If you don't think so then you've wasted quite a bit of time here. Go do something more productive.
As for the rest of you thanks for brightening my days by maturing in a direction I can relate to and sharing your perspective on the quirkiness of this world we all share.

Sunday, April 21, 2013

Top of the Food Chain

        One negative thing that the past leaves behind are entitlements. An idea of being worthy of a title or position without having to prove yourself. It has been said since the beginning of time that we, as humans, are the top of the food chain. If I'm going to be the best at something you better believe I'm going to prove it to my inferiors. Anyone can say they have royal blood but unless they have a crown on their head I will continue to refuse to pay taxes (and a burger king crown doesn't count Donovan). So to earn this title of ultimate predator here was my "crowning" achievement.
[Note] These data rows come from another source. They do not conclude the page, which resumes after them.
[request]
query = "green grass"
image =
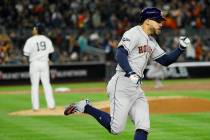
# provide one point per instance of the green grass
(187, 126)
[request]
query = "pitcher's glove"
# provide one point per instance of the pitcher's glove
(184, 42)
(135, 78)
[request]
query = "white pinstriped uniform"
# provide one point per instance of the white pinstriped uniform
(126, 98)
(38, 48)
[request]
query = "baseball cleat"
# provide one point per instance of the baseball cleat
(76, 107)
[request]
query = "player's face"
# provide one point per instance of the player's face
(155, 27)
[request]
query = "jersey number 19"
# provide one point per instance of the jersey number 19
(41, 46)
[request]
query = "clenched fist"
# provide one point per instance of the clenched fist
(184, 42)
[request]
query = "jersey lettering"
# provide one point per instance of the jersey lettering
(145, 48)
(41, 46)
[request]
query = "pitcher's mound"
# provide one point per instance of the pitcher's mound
(158, 105)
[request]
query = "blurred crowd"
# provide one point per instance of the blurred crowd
(89, 30)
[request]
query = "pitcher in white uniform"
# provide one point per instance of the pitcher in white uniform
(38, 48)
(126, 97)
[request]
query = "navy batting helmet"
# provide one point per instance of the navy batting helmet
(151, 13)
(39, 27)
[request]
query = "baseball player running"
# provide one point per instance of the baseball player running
(124, 89)
(37, 48)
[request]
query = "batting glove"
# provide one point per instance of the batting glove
(184, 42)
(135, 78)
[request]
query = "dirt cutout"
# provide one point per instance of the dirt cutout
(158, 105)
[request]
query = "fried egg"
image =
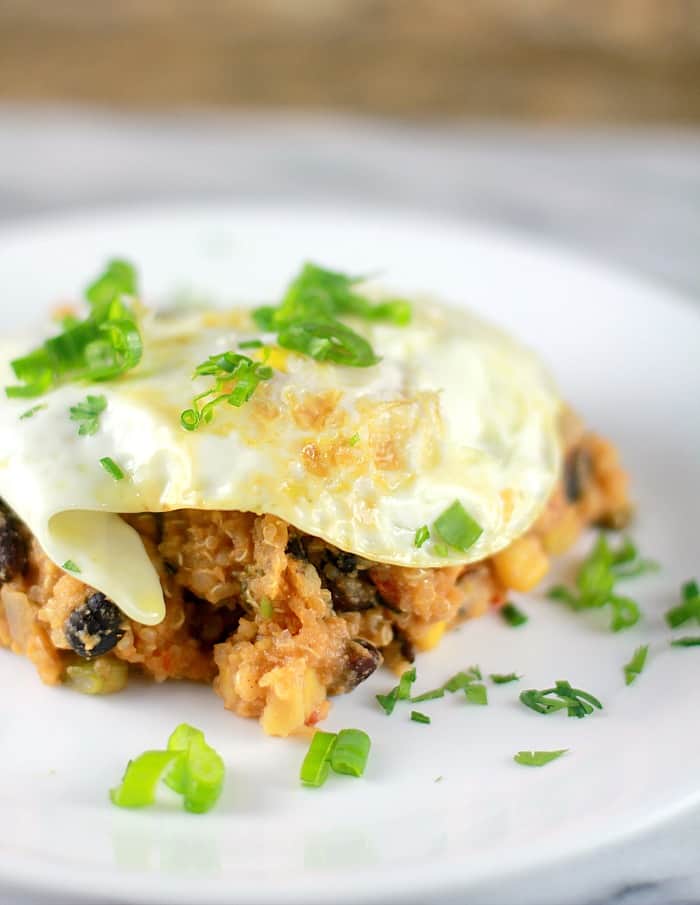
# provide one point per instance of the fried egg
(361, 457)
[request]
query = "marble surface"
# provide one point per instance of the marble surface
(631, 198)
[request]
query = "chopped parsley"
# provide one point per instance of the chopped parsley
(537, 758)
(597, 577)
(32, 411)
(106, 344)
(457, 528)
(189, 766)
(576, 702)
(499, 678)
(236, 378)
(513, 615)
(476, 694)
(112, 469)
(636, 664)
(87, 414)
(419, 717)
(422, 535)
(688, 609)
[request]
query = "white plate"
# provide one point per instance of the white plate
(627, 356)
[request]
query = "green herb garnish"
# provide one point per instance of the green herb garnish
(499, 678)
(307, 322)
(32, 411)
(87, 413)
(236, 378)
(512, 615)
(636, 664)
(190, 767)
(457, 528)
(576, 702)
(345, 752)
(350, 753)
(316, 764)
(103, 346)
(688, 609)
(419, 717)
(422, 535)
(596, 579)
(112, 469)
(537, 758)
(476, 694)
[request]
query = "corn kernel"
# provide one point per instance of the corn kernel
(522, 565)
(563, 534)
(432, 636)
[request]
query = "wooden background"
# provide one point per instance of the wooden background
(555, 60)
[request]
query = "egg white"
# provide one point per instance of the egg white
(362, 457)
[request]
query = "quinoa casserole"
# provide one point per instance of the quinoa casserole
(284, 590)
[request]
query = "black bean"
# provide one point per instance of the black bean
(578, 469)
(349, 593)
(361, 660)
(295, 548)
(14, 549)
(95, 627)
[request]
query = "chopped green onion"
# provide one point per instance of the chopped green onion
(429, 696)
(476, 694)
(688, 609)
(388, 701)
(328, 341)
(499, 678)
(576, 702)
(512, 615)
(457, 528)
(139, 783)
(350, 752)
(401, 692)
(636, 664)
(596, 580)
(419, 717)
(405, 683)
(32, 411)
(103, 346)
(462, 679)
(87, 413)
(316, 764)
(112, 469)
(190, 767)
(537, 758)
(236, 378)
(422, 535)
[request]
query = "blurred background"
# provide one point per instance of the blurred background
(574, 120)
(538, 60)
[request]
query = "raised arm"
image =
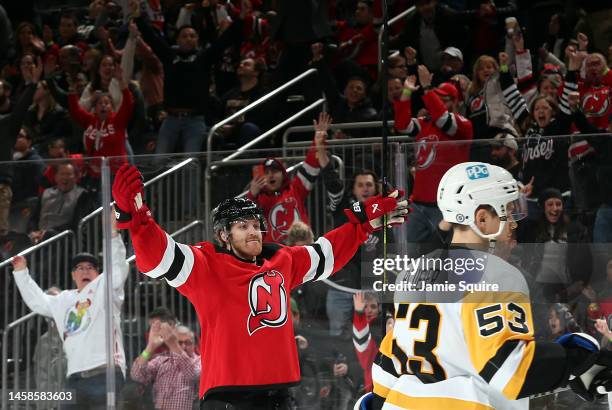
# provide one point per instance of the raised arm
(33, 296)
(512, 96)
(157, 254)
(333, 250)
(402, 108)
(308, 172)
        For a long time I have wanted to make an evening out of consuming as many different kinds of animals as I could sticking to the main animal classes and then some. This mostly consisted of a visit to the restaurant 'Hush Puppies' with my dad which is well known for their southern style food. The list of animals included the following:

Mammal



       Steak. Simple, common, spectacular steak. Not too much I need to say about beef. Most everyone already knows how wonderful it is. I had a cut of sirloin sprinkled with bacon bits before getting into the fun stuff.





Reptile

        To represent the reptiles I had some deep fried alligator tail. 'What does a gator taste like' you ask? Hard to say. Alligator is the Jack in the Box of meat, it doesn't know what it wants to identify itself with. To me it's a balanced mix of red meat, chicken and fish all in one. Whatever it is I thoroughly enjoyed it. 






Fish
   
       Catfish is one of my favorite kinds of fish so it was an desirable addition to the cause. Its meat is white and the flavor isn't powerful so it is wonderful when breaded and fried. I don't care how ugly you are friend. It's what's on the inside that counts.








Crustacean

       The crustacean category was represented by traditional grilled shrimp. I'm not a huge fan of shrimp but we get along alright. I've always been more of a crab kind of guy. Still some good stuff, just not as good.... no offense.






Muscle
     Oysters are normally very tough and rubbery but much like anything else that is deep fried it was fun to eat. Reminded me of fried Calamari which I love. If the world truly is 'my oyster' make sure to deep fry it first. Two thumbs up.














Amphibian

     Along with the alligator tail frogs legs are unfortunately an under utilized meat that I find very tasty. It's like getting a double-decker chicken wing that tastes like a cross between chicken and scallops. I feel for you mr. frog and am empathetic to your lack of popularity.




Fowl

       Supposedly everything tastes like chicken so it would have been wrong not to include a chicken sandwich on the list. After eating many different things I can say not all of it tastes like chicken. I mean no offense and am not trying to hurt the chicken's pride but personally I found this to be false. In fact I'm the one that should be offended. I don't appreciate being lied to mr. chicken. Don't worry, that wont stop me from eating you.







Insect
     Most of what I ate was perfectly agreeable and the fear factor wasn't an issue. Being afraid of the idea of certain foods has never been a problem for me. I decided I should involve something a little outside my comfort zone so I found a bug sucker that had an insect trapped inside. It took a good hour to free it from it's melon flavored prison and when I got to it I was pleasantly surprised to find that it tasted similar to an almond.


       I am happy to say that I now feel like I legitimately belong in the 'top of the food chain' club. May all beasts fear my appetite.